Moss is an opportunistic plant. Lack of nutrients, low soil pH, poor drainage, and excessive shade are perfect for growing moss. Moss does not kill the grass, it takes over where grass is struggling to grow. So when we look at how to control moss, we really need to ask ourselves, “How can I grow better grass?” If we don’t address the underlying problems, we will be fighting moss forever.
The most important factors to address are:
– Using iron to discourage moss growth
– Boosting lawn growth with fertilizers
– Keeping the soil at a neutral pH
– Addressing shade and drainage
Iron is an excellent start to attacking moss. Using a product like Moss Out will help to weaken the moss and does not hurt your grass. Once injured, the shallow-rooted plant can be easily raked out. Remember, moss is just like any other weed…it needs to be removed so that it will not regrow if conditions allow.
Giving your lawn a boost of nitrogen can help to encourage grass growth while reducing moss. A monthly application of a fertilizer that includes iron and potassium, in combination with nitrogen, is also helpful. By using Iron Man, we increase the food for our grass and suppress the moss growth with iron, just as we did with Moss Out.
Any time we add amendments to the soil, it is important to know what the soil needs. We can check basics with a store-bought soil test kit like. If more testing is warranted, soil samples can be sent in for testing through your local WSU or OSU Extension office. Once we know what the soil needs, we can get to work improving the environment for a healthy lawn.
Moss grows well in a soil with a low pH. But what does that mean? A low pH means that the soil is acidic. Grass likes to grow in neutral soil. So if we change the pH of the soil, we can encourage grass health and deter moss growth. A good way to do this is with lime. Using a calcium-based lime, like Calpril Lime works well to neutralize the acidity.
Finally, moss likes to be wet and shady. If your lawn is in the shade, try planting a shade-loving grass, such as Fescue. You may want to consider trimming trees as well. As for being too wet, you can start by dethatching your lawn to help with drainage. Thatch is the organic matter that accumulates around the base of the grass. It holds in moisture and makes it hard for water to drain. Using a thatch rake will help to remove the tightly bound material to create healthy drainage.
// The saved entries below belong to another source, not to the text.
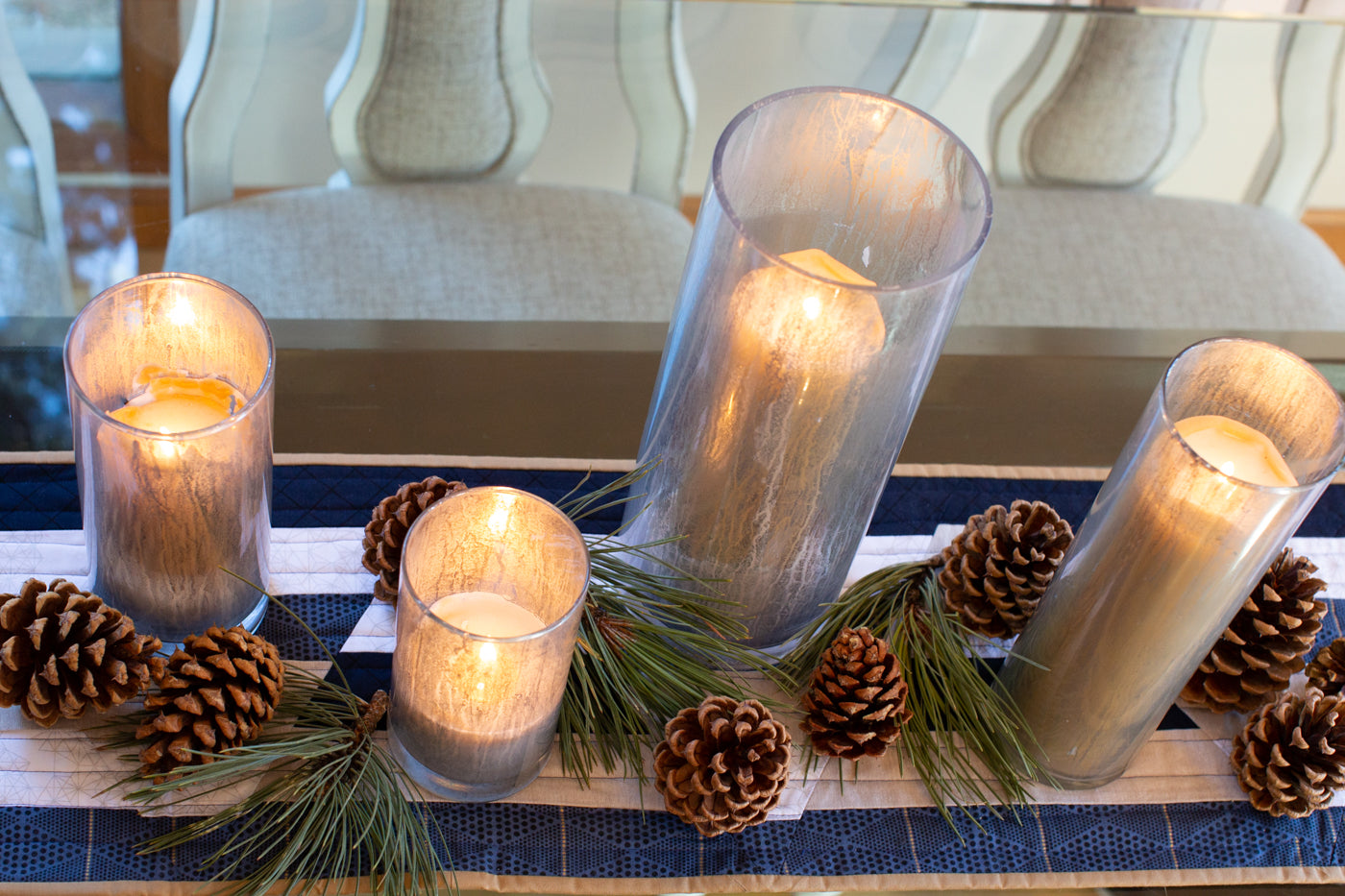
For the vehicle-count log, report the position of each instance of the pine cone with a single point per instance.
(1266, 642)
(214, 695)
(63, 650)
(722, 764)
(386, 530)
(1327, 671)
(1290, 757)
(857, 701)
(998, 567)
Remember, when we want to get rid of moss, our first thought should be, “How do we encourage a healthy lawn?” Iron to help kill the moss, boosting the growth of grass with fertilizers, making sure the pH balance is neutral, and addressing the issues of shade and drainage are the most important aspects of moss control. Following these steps will help you to grow a healthy, moss-free, lawn.